To generate more than 1.75 million kWh per year with solar panels of 1.5MW maximum output, the utilization rate should exceed the average in Japan of 12%. In the case of Akita City, the utilization rate was expected to barely exceed 11%.
Based on those circumstances, a method called "overload" was adopted to boost the amount of power generation. Because Akita City Solar Power Plant has set up PV inverters for 1.5MW maximum output, electricity that can be sold also amounts to 1.5MW at maximum. However, solar panels of up to 2.2MW maximum output have been installed on the site. Installing more solar panels than the capacity of PV inverters is called overload.
In such a case, the power surpassing the PV inverters' capacity generated by a sufficient amount of irradiation on sunny days would be wasted because it cannot be sold. However, the facility can maintain an amount of power generation almost equivalent to that of the PV inverters' maximum output even when the sun is weak, such as in the late afternoon, thanks to the large number of solar panels.

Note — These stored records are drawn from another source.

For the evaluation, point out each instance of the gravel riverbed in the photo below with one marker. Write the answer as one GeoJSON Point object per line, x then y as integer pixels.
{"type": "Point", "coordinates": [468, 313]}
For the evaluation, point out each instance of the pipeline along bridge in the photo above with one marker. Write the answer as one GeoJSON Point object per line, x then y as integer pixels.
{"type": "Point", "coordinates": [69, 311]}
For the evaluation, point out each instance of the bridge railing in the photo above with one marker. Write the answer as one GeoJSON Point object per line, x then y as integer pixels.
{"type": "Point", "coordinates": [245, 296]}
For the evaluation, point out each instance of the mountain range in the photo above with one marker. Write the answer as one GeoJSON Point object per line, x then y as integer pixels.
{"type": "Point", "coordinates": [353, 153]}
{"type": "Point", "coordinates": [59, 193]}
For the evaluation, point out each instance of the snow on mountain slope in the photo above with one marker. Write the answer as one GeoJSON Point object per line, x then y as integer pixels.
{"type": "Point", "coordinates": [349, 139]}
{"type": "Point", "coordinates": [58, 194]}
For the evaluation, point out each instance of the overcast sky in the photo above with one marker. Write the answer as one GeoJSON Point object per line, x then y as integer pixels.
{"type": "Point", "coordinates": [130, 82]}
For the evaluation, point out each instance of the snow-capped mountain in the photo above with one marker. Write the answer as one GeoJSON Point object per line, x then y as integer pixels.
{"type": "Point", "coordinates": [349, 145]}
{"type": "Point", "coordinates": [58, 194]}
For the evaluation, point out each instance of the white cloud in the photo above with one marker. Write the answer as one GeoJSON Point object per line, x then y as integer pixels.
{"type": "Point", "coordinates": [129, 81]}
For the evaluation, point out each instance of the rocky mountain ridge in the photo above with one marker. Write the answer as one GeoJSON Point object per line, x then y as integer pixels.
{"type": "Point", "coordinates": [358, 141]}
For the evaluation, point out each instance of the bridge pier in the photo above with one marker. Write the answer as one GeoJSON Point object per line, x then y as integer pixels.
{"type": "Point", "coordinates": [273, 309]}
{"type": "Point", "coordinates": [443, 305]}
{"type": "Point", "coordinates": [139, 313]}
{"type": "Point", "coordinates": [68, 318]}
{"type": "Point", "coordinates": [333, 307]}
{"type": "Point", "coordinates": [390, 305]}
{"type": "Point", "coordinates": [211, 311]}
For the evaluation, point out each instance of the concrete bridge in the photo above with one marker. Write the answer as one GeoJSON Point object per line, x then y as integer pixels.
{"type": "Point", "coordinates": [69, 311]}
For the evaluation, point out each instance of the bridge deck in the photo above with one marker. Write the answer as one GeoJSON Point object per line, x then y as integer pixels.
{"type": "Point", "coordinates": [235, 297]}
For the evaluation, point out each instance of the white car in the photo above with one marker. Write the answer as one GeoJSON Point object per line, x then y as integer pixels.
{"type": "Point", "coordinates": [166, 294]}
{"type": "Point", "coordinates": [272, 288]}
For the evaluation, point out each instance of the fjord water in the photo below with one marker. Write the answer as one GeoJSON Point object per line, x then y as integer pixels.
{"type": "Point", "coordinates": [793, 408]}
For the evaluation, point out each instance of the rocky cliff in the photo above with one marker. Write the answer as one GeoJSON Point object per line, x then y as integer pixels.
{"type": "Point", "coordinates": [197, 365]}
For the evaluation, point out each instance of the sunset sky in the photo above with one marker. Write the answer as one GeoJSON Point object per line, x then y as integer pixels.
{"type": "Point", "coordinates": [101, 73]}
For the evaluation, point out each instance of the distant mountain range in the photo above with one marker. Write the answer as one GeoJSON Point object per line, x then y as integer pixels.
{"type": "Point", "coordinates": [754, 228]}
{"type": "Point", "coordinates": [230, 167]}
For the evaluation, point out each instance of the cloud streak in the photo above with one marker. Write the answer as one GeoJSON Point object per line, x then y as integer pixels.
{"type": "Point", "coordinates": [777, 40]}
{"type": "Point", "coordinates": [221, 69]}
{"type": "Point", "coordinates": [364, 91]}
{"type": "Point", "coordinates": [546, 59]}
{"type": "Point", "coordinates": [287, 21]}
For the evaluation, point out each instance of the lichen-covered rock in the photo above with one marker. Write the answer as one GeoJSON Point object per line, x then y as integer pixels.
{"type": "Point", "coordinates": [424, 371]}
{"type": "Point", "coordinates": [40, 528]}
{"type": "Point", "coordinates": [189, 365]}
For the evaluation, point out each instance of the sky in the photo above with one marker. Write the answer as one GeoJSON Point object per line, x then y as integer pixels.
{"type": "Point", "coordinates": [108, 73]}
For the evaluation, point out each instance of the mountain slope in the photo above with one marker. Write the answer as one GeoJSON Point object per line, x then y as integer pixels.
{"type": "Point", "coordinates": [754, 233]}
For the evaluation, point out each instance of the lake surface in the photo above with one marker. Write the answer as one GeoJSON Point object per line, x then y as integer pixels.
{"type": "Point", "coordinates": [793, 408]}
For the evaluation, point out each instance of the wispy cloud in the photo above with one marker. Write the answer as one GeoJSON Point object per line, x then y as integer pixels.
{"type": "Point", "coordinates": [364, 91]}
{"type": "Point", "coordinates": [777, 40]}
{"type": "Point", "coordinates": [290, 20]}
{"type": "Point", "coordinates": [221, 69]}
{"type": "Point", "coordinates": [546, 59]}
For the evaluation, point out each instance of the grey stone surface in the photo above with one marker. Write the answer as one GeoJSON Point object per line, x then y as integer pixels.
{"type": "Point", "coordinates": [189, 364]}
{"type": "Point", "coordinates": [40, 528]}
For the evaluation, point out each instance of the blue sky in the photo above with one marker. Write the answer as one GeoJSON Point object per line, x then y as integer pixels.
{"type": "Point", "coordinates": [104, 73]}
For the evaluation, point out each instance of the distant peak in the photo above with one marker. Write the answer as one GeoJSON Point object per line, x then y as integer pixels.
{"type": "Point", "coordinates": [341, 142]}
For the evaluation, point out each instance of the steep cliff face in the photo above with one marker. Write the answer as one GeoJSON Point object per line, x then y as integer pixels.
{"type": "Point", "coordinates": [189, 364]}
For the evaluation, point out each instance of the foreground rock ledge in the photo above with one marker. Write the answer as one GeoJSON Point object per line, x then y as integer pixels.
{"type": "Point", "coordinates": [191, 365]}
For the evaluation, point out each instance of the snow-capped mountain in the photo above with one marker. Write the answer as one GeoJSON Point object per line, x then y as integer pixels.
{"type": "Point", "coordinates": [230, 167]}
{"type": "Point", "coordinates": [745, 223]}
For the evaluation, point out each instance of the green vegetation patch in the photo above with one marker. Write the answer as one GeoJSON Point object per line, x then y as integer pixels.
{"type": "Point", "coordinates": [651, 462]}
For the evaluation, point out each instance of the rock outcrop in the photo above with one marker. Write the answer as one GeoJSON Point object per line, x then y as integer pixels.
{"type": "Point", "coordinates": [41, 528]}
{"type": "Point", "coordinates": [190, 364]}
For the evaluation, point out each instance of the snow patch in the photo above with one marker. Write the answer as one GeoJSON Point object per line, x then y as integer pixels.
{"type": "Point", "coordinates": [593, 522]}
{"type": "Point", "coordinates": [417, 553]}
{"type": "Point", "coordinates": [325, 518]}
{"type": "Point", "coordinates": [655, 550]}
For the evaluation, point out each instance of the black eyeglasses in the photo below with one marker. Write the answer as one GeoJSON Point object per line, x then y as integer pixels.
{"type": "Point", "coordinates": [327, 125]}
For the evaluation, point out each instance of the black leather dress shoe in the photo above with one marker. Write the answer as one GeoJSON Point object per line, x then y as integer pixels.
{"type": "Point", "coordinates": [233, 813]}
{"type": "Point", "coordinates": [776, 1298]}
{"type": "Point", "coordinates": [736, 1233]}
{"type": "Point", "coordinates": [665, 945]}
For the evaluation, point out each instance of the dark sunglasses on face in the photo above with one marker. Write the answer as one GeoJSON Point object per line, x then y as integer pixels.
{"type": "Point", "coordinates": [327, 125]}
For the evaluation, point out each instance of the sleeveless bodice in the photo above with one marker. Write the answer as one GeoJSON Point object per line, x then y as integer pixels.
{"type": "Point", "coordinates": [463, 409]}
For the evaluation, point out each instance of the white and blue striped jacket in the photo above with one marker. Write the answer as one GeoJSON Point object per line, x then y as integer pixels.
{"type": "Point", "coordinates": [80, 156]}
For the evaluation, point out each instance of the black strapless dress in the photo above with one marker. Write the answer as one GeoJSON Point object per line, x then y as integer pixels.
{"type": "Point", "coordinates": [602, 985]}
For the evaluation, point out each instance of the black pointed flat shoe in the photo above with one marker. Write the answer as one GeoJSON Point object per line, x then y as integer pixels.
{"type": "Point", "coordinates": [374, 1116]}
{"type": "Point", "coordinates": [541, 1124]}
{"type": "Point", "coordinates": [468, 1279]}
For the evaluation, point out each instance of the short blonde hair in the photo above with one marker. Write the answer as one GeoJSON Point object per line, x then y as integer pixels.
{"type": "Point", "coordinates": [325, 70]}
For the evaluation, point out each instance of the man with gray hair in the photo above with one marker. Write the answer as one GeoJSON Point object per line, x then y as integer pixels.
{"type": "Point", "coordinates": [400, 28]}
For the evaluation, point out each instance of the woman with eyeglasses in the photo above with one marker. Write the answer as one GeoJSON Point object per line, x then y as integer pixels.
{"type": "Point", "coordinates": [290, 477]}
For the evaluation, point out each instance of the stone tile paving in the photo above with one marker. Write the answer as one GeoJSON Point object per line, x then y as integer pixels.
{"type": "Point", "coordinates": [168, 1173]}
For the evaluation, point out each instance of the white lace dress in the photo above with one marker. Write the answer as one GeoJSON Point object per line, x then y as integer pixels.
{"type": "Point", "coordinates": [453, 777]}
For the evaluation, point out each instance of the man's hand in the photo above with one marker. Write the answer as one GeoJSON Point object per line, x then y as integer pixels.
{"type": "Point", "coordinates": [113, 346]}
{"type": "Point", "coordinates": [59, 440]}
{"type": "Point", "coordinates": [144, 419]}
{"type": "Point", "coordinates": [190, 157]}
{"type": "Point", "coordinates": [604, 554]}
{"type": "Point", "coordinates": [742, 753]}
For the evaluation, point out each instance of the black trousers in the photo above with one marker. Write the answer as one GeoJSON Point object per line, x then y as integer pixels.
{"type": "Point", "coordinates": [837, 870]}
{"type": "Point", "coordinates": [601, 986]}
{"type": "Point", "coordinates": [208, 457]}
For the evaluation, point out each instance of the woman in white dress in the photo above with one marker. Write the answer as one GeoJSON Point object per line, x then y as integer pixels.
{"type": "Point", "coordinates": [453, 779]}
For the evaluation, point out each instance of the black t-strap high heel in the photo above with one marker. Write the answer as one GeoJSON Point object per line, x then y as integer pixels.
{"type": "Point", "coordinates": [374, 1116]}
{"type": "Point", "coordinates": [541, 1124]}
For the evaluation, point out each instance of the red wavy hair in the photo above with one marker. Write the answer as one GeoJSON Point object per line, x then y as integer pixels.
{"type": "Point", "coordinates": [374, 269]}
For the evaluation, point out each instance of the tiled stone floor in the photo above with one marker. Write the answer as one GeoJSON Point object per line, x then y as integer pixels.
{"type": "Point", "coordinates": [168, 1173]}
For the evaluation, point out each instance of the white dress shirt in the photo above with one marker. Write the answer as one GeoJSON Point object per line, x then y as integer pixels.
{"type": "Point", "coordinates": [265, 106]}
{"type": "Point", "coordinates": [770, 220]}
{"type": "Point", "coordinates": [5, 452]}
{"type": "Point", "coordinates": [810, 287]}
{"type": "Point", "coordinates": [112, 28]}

In other words, overload features the benefit of boosting the utilization rate of the PV inverters. Although large-scale solar power plants adopting overload are not rare, it is rare that the gap between the outputs of the solar panels and PV inverters is so large, as in Akita City.
"We could slightly increase the amount of power for sale by adding one more PV inverter to boost the capacity to 1.98MW, but that would lead to a rise in the facility cost," Watanabe said. "We decided on the current outputs of PV inverters and solar panels after repeatedly simulating the cost-benefit performance."
As a measure against snow cover, the solar panels were tilted at 30°C, and the lowest height of the panels was raised to 1.5m. This was aimed at making snow on the panels slip off and not accumulate. However, the panels' shadows grow longer with this angle when the sun is lower in the morning and late afternoon. The designated number of panels cannot be set up if spaced wide enough to prevent the shadow from covering the neighboring panel.
Hence, the deployment of the panels was designed assuming that the lowest row of panels would be shaded. The panels closer to the ground are parallel-wired in series, making one circuit. As a result, panels on the upper side can continue to generate power even when the output lowers due to shadows on the lower panels.
In addition, when constructing this large-scale solar power plant on the former landfill site, the development of which is restricted, a "tripod-type mounting system" was deployed on the sloping area. Four 4m pipes were radially driven into the ground at an angle of 40 to 45°, to which supporting posts to mount panels were locked with the fittings in the part above ground. By driving those pipes up to 2m into the ground on a skew, the strength to resist the pulling velocity of wind was said to be achieved.